A tonal sketch is an ideal method of working out your composition and also where the lights and darks are going to be placed in your picture, regardless of what colours are involved.

Look at the example of a picture I produced a while back which is on my gallery page. It's the delightful village of Wrea Green about 45 minutes from my home in Liverpool. It has everything the 'typical' English village should have - an ancient church, a pub and attractive cottages and houses surrounding the village green, complete with its duck pond.

When Pam and I visited, we noticed that the green had a cricket pitch marked out, so this seemed the ideal solution of creating human activity to link all of the elements together in a picture. Always look out for a chance to include animals or people in a meaningful way when considering your composition.

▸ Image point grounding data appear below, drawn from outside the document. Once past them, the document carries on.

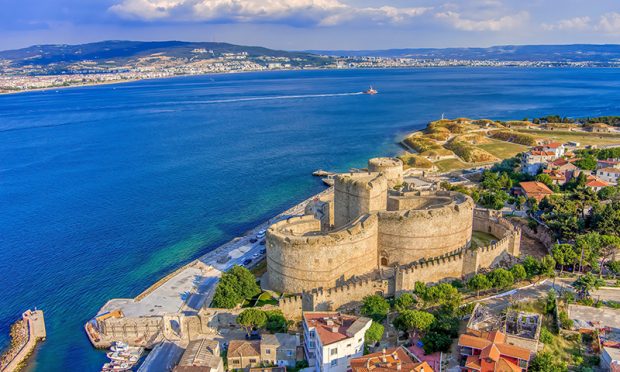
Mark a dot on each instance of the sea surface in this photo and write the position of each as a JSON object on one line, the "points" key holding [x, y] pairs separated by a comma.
{"points": [[103, 190]]}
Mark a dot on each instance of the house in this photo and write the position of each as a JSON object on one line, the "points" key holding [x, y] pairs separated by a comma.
{"points": [[395, 359], [333, 339], [610, 359], [609, 175], [201, 356], [608, 163], [243, 354], [533, 189], [279, 349], [490, 352], [596, 184]]}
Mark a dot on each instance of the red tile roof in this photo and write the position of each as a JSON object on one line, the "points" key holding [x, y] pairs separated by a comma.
{"points": [[389, 360]]}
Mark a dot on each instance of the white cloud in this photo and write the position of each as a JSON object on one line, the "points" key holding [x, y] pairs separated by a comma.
{"points": [[577, 23], [610, 23], [492, 24], [316, 12]]}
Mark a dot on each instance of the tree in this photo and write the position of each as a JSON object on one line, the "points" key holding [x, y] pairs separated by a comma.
{"points": [[585, 283], [375, 307], [252, 318], [433, 342], [479, 282], [501, 278], [404, 302], [531, 266], [547, 265], [414, 320], [564, 254], [374, 334], [547, 362], [518, 272]]}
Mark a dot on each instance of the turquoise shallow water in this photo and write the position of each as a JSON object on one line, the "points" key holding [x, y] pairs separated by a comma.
{"points": [[105, 189]]}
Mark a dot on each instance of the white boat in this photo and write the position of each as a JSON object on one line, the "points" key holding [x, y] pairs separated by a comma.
{"points": [[120, 346]]}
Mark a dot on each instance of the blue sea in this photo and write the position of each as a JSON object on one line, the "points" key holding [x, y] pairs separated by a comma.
{"points": [[103, 190]]}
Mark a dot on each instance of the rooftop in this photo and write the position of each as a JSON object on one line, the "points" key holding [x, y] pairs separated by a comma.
{"points": [[332, 327]]}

It could be a couple walking down a lane or someone on a horse - or even a cluster of hens near a farm gateway. Try to use them to enhance the composition rather than just plonking them any old place in the picture...

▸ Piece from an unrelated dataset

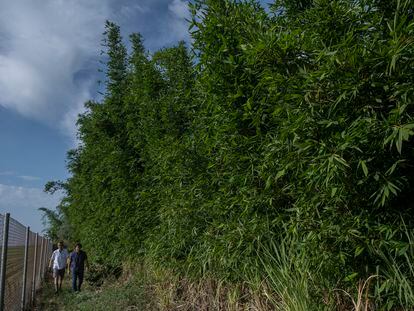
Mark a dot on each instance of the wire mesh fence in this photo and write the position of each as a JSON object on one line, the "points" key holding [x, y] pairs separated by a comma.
{"points": [[24, 257]]}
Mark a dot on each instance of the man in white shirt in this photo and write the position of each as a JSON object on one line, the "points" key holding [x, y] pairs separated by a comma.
{"points": [[59, 260]]}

Anyway, I made three tonal sketches of the scene, using a 4B pencil on a cartridge pad. Each view was changed slightly to try out different angles and arrive at the best composition.



Tonal Sketch 1



In Picture 1 I felt the buildings had become too far away and 'bitty' and the cricketers dominated rather than complemented the scene.



Wrea Green Second Sketch



In Picture 2 I made the figures smaller, but the church was placed too centrally for my liking. I have a compositional dislike of any significant element placed right in the middle of a picture as it can tend to cut it in two. Equally I thought putting the pond right across the bottom of the picture created an unwanted barrier - even though in real life it would be in that position.



Wrea Green Final View



In Picture 3 I moved the view so the church was at the right hand side - still towering over the village (as it does) - but it allowed me to develop an 'L- Shaped' composition in conjunction with the other buildings using the height of the steeple. I included just a corner of the pond and a couple on a bench watching the game to fill in an otherwise blank area.

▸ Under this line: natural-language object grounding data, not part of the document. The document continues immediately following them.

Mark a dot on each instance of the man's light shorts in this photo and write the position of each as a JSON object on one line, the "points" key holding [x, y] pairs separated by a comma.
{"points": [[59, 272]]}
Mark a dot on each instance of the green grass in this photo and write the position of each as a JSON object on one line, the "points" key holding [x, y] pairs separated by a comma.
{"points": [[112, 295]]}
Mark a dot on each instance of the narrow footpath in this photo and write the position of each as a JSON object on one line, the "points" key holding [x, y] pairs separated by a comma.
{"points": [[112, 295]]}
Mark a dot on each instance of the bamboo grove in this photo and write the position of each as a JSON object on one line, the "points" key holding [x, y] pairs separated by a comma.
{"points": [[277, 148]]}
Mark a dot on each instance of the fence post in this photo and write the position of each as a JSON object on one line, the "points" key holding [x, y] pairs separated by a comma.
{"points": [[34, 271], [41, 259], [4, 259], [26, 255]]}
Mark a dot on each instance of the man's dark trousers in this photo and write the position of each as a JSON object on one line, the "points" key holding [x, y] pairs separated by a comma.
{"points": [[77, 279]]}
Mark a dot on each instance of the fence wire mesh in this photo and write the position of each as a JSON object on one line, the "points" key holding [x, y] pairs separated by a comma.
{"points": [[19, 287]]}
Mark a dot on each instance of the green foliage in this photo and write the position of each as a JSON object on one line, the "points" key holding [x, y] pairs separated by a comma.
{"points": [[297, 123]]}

I also developed the light and dark areas in this sketch so that I knew when I came to paint it the strength my colours needed to be (tonal strength or value), regardless of what colour I was actually using.



Wrea Green Finished Painting



In picture 4 we see the final painting, still slightly adapted from the third sketch - I made the bench and spectators smaller as it suited the overall composition...

The tonal sketch also allows you to 'play' with light and shade so a dark roof in reality might look much better left quite light in your picture. Maybe you could have the sun coming from a different direction. Or you will almost certainly want to move some feature in the picture or leave it out altogether - an unwanted lamp-post perhaps - or maybe adjust its size, if this gives a better overall composition.

Try producing some simple tonal sketches the next time you do a painting - in any medium. Don't dive in and paint the first view you see. You will almost certainly get a better composition with this little bit of pre-planning. In fact, most professional artists will tell you that for them, a tonal sketch (or several of them) is an absolute pre-requisite before they commit paint to paper or canvas.

These don't have to be a masterpiece - they are in effect your working drawings. But they are a vital stage in organising in your mind the layout of your picture before you pick your brush up.

As an added bonus, you frequently find that your tonal sketches throw up more than one potential painting of the same scene - with very little extra effort!